Потому что вокруг творится что-то невообразимое.
— Значит, малыша моего хотела… — говорит Мэй очень и очень ровным и спокойным тоном. Одной рукой гладит по голове Мэлвина, вцепившегося ей в юбку, успокаивает. Другой опирается на плечо старшего сына, который закрывает маму с отчаянным видом.
Старуха ответить не успевает.
Под зелёным взглядом хозяйки дома одна за другой взрываются половицы. От её ног — к повитухе, всё ближе и ближе. Та отскакивает во всю прыть, какую и не ожидаешь от человека её возраста. Вжимается в стену с побелевшим лицом и разинутым ртом.
Зажжённые на столе свечи вспыхивают высоким столбом пламени, а потом чернеют, оплавляются и гаснут.
Истлевают шторы на окнах, осыпаются на пол горстками пепла.
Мэй аккуратно отодвигает сыновей и делает шаг вперёд.

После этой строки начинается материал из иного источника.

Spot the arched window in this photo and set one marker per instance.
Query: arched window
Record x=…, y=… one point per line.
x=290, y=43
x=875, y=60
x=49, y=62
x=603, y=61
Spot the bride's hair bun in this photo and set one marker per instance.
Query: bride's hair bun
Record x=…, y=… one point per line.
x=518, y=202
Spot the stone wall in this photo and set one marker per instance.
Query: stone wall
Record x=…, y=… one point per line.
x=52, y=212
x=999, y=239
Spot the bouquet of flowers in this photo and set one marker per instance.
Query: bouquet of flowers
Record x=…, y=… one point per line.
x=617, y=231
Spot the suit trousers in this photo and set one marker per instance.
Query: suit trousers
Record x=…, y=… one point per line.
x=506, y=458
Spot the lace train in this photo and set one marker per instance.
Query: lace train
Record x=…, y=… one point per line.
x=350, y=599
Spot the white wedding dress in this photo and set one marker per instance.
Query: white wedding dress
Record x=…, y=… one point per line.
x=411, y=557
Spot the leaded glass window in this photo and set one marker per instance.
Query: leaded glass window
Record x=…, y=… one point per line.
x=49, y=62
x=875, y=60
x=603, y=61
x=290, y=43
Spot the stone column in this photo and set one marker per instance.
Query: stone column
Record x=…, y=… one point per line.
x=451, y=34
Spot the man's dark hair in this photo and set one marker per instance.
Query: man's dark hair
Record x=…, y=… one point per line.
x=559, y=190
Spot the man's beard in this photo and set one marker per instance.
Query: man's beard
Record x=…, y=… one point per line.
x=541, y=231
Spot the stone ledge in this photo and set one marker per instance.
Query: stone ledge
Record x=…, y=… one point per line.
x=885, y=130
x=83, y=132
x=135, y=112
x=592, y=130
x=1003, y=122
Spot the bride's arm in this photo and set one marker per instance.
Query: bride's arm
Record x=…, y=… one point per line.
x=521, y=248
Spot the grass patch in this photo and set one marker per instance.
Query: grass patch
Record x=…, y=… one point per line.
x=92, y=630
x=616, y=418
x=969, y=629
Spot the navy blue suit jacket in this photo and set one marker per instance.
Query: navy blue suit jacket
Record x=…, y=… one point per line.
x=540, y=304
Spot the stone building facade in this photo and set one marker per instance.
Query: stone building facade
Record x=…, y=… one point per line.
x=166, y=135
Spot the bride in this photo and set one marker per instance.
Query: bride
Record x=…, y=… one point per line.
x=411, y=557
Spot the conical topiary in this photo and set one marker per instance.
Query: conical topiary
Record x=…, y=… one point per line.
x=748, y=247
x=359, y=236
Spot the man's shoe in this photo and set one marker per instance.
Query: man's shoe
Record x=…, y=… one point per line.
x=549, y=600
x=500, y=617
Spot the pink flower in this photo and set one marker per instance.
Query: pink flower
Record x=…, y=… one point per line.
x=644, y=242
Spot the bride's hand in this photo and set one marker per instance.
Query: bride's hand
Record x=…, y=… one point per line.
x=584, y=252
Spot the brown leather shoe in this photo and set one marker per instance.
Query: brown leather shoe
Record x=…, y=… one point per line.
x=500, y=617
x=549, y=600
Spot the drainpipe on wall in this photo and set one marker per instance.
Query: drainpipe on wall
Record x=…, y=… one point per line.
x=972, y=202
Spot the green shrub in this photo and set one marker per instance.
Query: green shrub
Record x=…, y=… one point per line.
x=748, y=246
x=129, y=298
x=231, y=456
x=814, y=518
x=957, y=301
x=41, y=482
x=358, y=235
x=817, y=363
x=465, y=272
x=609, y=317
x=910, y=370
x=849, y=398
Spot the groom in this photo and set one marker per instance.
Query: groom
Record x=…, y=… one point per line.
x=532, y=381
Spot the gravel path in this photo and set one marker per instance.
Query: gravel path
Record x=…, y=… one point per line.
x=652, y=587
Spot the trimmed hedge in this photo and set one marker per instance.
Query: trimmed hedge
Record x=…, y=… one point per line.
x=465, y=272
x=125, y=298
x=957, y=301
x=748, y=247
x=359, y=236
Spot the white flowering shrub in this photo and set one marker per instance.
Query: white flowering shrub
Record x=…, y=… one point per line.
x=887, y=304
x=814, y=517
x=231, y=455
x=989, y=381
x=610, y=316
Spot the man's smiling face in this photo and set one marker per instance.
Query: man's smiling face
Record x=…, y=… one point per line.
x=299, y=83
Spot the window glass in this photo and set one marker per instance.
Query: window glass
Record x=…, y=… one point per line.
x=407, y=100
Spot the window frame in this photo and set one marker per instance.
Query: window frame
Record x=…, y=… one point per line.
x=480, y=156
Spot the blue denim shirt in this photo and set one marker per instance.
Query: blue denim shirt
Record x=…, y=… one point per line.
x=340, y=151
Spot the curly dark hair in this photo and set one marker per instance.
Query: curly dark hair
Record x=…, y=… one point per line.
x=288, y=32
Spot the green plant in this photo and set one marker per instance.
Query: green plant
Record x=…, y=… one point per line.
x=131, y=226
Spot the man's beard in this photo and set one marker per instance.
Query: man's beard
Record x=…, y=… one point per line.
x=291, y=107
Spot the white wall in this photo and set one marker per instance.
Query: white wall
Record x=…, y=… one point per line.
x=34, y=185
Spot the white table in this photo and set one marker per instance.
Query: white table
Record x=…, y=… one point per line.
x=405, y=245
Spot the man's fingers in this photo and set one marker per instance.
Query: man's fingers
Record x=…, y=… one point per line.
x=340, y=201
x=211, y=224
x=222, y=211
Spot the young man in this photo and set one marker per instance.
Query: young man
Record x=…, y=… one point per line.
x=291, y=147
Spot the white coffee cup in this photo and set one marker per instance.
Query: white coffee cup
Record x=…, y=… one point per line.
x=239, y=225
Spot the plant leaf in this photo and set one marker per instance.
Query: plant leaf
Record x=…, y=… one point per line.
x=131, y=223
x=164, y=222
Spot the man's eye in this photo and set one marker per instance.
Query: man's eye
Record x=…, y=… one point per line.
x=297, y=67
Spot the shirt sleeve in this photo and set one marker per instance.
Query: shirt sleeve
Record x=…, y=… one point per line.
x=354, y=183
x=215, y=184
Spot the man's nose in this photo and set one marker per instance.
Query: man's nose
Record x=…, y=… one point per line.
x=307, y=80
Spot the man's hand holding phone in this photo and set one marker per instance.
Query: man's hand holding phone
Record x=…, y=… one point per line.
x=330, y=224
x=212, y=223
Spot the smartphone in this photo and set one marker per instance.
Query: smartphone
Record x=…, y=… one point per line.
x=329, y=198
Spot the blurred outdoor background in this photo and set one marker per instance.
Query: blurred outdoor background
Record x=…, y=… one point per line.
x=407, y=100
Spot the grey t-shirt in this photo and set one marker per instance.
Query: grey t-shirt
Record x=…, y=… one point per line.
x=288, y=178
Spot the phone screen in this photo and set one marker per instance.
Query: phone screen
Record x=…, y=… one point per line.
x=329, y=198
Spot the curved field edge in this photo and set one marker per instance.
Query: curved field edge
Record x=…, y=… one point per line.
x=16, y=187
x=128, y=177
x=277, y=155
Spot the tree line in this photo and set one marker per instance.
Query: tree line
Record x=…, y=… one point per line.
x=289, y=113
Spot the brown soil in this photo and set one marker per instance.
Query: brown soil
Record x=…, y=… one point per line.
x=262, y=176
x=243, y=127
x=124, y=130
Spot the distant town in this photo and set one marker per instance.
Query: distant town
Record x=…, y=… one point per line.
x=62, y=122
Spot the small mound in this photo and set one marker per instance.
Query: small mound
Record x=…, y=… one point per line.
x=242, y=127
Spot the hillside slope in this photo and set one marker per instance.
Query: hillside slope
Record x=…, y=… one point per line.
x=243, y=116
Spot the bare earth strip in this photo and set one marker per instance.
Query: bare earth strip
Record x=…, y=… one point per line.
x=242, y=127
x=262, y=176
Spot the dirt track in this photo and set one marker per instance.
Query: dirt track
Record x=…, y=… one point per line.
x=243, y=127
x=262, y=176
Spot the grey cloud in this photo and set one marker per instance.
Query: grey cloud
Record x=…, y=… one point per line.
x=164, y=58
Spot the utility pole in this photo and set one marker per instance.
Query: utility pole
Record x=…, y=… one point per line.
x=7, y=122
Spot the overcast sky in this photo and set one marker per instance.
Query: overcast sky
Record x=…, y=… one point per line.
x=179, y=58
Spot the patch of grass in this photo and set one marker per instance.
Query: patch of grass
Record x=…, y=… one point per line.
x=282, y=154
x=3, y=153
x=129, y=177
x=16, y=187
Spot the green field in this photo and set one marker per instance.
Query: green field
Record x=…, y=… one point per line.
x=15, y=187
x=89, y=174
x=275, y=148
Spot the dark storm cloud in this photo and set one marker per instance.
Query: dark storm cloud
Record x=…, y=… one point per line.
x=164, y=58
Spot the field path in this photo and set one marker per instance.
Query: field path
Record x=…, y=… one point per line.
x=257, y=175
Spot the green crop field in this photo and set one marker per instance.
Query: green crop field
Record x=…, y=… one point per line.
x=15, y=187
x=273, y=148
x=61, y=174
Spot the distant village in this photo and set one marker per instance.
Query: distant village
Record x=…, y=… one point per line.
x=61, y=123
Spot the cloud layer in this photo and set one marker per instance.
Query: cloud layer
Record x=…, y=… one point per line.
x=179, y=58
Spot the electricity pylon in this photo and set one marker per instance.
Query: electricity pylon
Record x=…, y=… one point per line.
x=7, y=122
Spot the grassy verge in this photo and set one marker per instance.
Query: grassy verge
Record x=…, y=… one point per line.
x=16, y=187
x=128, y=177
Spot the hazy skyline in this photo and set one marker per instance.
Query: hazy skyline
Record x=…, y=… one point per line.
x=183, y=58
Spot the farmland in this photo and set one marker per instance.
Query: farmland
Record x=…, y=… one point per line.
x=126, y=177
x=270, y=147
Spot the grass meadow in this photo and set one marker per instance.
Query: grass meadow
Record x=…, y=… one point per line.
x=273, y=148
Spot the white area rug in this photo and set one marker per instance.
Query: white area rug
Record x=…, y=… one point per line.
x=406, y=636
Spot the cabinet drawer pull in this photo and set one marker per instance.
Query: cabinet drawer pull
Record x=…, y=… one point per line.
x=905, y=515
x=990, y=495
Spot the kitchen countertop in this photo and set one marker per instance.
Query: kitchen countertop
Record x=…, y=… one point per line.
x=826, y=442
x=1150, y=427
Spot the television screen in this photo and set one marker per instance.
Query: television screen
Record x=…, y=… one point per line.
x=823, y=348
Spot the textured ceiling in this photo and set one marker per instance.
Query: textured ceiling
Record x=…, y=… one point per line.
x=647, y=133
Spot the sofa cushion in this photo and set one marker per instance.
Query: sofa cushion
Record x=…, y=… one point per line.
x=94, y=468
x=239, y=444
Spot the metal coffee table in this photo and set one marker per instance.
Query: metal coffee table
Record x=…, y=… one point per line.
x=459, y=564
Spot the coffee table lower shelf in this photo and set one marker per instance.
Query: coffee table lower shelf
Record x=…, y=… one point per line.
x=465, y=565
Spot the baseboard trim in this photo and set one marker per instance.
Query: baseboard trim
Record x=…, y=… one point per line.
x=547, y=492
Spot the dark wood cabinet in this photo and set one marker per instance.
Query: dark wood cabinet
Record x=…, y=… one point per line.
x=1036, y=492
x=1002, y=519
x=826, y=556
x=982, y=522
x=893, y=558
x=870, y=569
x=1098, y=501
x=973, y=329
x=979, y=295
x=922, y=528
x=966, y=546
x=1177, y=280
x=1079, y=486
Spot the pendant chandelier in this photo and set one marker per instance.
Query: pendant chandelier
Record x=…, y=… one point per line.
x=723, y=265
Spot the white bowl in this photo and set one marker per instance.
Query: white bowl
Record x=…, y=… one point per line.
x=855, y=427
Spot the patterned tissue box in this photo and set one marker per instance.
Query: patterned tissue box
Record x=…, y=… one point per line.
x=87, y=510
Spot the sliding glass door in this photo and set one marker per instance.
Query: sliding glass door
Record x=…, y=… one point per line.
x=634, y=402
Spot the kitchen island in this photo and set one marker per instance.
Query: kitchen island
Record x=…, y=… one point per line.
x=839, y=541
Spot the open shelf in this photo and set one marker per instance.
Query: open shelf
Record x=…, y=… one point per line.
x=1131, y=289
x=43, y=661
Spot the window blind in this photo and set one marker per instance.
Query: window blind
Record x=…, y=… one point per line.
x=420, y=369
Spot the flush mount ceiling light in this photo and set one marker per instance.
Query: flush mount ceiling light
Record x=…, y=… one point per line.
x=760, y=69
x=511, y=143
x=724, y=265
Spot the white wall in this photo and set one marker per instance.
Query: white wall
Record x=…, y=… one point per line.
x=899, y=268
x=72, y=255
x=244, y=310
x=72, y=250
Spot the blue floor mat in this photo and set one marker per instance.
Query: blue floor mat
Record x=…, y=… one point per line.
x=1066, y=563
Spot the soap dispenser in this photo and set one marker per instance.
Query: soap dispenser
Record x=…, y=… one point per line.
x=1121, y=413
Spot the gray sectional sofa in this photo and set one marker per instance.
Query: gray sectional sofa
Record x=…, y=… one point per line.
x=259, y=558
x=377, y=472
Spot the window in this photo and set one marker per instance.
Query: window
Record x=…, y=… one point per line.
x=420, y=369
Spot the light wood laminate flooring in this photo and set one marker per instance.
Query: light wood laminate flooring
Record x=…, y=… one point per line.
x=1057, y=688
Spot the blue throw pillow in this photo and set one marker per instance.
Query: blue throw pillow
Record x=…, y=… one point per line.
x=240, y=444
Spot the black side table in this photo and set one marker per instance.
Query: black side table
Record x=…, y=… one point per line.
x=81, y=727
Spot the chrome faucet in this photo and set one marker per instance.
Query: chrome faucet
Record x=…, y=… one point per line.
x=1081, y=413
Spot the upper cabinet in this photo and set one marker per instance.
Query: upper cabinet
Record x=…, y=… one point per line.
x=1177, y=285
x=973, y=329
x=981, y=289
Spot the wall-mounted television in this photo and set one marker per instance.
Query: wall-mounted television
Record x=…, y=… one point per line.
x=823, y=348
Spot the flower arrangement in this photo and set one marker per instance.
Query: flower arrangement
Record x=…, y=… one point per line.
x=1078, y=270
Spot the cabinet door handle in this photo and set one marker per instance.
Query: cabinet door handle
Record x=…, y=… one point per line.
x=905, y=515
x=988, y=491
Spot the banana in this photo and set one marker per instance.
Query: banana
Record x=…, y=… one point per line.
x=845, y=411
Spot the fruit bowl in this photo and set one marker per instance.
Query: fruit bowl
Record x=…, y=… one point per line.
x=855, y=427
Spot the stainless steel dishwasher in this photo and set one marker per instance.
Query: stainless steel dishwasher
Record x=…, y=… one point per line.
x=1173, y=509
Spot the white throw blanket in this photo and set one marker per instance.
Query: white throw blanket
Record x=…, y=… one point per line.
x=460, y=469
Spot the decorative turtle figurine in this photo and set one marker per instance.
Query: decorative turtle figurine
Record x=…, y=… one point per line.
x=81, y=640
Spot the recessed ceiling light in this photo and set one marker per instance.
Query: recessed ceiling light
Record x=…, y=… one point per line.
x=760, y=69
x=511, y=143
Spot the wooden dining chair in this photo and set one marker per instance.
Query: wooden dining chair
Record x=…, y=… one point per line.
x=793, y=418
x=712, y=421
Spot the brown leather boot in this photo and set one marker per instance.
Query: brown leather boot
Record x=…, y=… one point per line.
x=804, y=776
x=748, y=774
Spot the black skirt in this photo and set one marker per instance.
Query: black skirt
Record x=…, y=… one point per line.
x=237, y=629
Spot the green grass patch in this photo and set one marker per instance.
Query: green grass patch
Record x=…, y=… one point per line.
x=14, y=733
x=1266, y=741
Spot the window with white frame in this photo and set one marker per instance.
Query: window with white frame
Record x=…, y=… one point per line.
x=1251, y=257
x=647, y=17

— Не подходи!!! — верещит старуха.
— Тихо. Ребёнка мне напугаешь, — всё так же предельно спокойно говорит Мэй. А потом вскидывает правую руку, и одеяло с постели взмывает ввысь. Бросается на повитуху, подобно живому существу, оплетает змеёй, свивает в кокон.
Да-а-а уж…
А ведь я как-то и подзабыла, почему Мэй у себя на родине скрывалась от Ордена Безликих. И кто именно помог Арну и Гордевиду победить Архимага Империи. Сила этой хрупкой миниатюрной женщины — сила страшная и разрушительная, которую как-то и не подозреваешь, зная её милый и добрый характер. Она никогда ею не пользуется. В Таарне никто даже и не знает, какое грозное оружие на самом деле привёз себе Арн из Империи в качестве жены.
— А вот теперь поговорим, — добавляет Мэй.
Отправляет старших детей спать. Будничным жестом забирает у меня из рук младшенького, присаживается на краю постели и начинает его укачивать. Пока смертельно напуганная повитуха взирает на неё, как на чудовище из преисподней, из своего кокона. Рот ей Мэй предусмотрительно спелёнывать не стала.
Я выдёргиваю из стены ножик, аккуратно кладу его на стол у окна и напускаю на себя вид отъявленной злодейки.
— Да, точно, поговорим!
Старуха совсем сникает.
Мы с невесткой переглядываемся. Ну а что! Не всё же мальчикам нас спасать. В кои-то веки тоже сделаем что-то полезное, пока они шатаются там не пойми где по своим опасным делам, в которые нас не посвящают.